Postgresql - What is the best strategy to safely move postgresql backup?

Requirement: postgresql backups should be copied to another server on daily basis to keep them safe using a script.

Problem Statement:

  1. Identify the name of the backup folder created on daily basis
  2. Identify the associated WAL segments

Why WAL segments are required? Without proper WAL segments postgresql cannot be started and end up getting error

INFO: archive-get command end: aborted with exception [119]
LOG:  could not open file "pg_xlog/###" (log file #, segment ##): No such file or directory

Solutions:

Option 1 - More coding to create the copy script

  1. Get the name of the backup folder created on daily basis from the last line of /var/lib/pgbackrest/backup/bahmni-postgres/backup.info. Copy this folder.

  2. Get the name of the WAL segments to be copied to ensure the backup sanctity is tricky as all WAL segments are archived in the same Archive folder /var/lib/pgbackrest/archive/. To identify the name of the WAL segments read /var/lib/pgbackrest/backup/bahmni-postgres/<name of the folder identified in step 1 above>/backup.manifest and read

    [backup]
    backup-archive-start="<start of WAL>"
    backup-archive-stop="<end of WAL>"
    

Copy all files from to from /var/lib/pgbackrest/archive/

  1. Backup folder of step 1 and WAL segment files of step 2 will maintain the sanctity of the backup and will be able to restore on another machine.

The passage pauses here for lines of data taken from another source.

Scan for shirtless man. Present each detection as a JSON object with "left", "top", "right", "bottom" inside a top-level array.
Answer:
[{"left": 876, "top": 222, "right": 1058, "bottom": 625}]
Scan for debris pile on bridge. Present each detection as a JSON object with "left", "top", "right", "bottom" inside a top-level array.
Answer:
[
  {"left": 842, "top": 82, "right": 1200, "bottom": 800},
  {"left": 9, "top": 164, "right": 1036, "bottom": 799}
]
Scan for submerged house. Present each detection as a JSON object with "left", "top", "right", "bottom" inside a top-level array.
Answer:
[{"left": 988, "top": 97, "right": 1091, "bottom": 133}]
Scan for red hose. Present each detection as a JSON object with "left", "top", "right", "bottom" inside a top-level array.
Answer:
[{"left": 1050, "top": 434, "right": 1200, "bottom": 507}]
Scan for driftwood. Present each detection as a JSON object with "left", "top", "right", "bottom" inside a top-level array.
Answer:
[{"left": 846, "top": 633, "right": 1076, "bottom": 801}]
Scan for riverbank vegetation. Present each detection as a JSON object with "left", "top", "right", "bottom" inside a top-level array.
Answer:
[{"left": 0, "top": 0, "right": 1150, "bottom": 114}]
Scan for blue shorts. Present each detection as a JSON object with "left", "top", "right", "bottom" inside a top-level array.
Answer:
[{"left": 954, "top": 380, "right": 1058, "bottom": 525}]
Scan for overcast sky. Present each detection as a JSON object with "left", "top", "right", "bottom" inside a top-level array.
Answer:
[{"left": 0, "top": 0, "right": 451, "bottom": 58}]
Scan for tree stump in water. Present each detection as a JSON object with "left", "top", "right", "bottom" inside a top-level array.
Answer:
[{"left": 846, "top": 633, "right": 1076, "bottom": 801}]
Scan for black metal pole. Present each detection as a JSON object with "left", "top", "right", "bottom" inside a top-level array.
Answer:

Option 2 - Moderate coding to create copy script

Copy WAL segments which are stored in /var/lib/pgsql/9.6/data/pg_xlog/ folder, in to the backup folders using --archive-copy option as mentioned here

Option 3 - Easy coding to create copy script While copying specific backup folder, also copy the entire /var/lib/pgbackrest/archive/. Size is the main Issue with this option archive folder stores all previous WAL segements too.

1 Like

The safer option for postgres backup seems to be to use: pg_dump command, which generates SQLs for all data across all tables in a database, and then can be restored into ANY version of postgres DB.

This seems a less geeky way of doing things, than doing a file-system backup and WAL segments. The filesystem or WAL backups seem to be recommended when DB is large and we want continuous replay backups with zero downtime. Also, they can get complex to restore if postgres versions are different. Isn’t it?

Can you provide more info on why you recommend this approach over pg_dump.

Absolutely right! pg_dump is the safest and for the following reasons

  1. No worries about WAL segment
  2. Safe migration from lower versions to higher versions eg Bahmni 0.91 uses PostgeSQL 9.2 but Bahmni 0.92 onwards uses Postgresql 9.6. and only option to migrate in such a chase is pg_dump.

So why these options are proposed above?

  1. In most cases, production backups are happening at night and copied to another backup store. The proposed options are for safely copying backups generated using Bahmni commands, to a backup store.
  2. Bahmni uses pgbackrest for backup which is different than pg_dump
  3. Bahmni generated backups are stored in /var/lib/pgbackrest/. It has 2 folders archive and backup and one may tend to ignore archive folder (by the name of the folder) and may safely copy only backup folder which may not work in absence of WAL segments which are in the archive folder (unless used --archive-copy option on pgbackrest).
  4. Bahmni Wiki does not specify how to safely move backup generated using Bahmni commands from a production server to a backup store.

Thanks for explaining your rationale @ramashish

I guess Bahmni Wiki needs to have some better documentation (and tooling) on making it easier to do daily/weekly backups and restore – within same or different Postgres versions.

I will keep this in mind. thanks!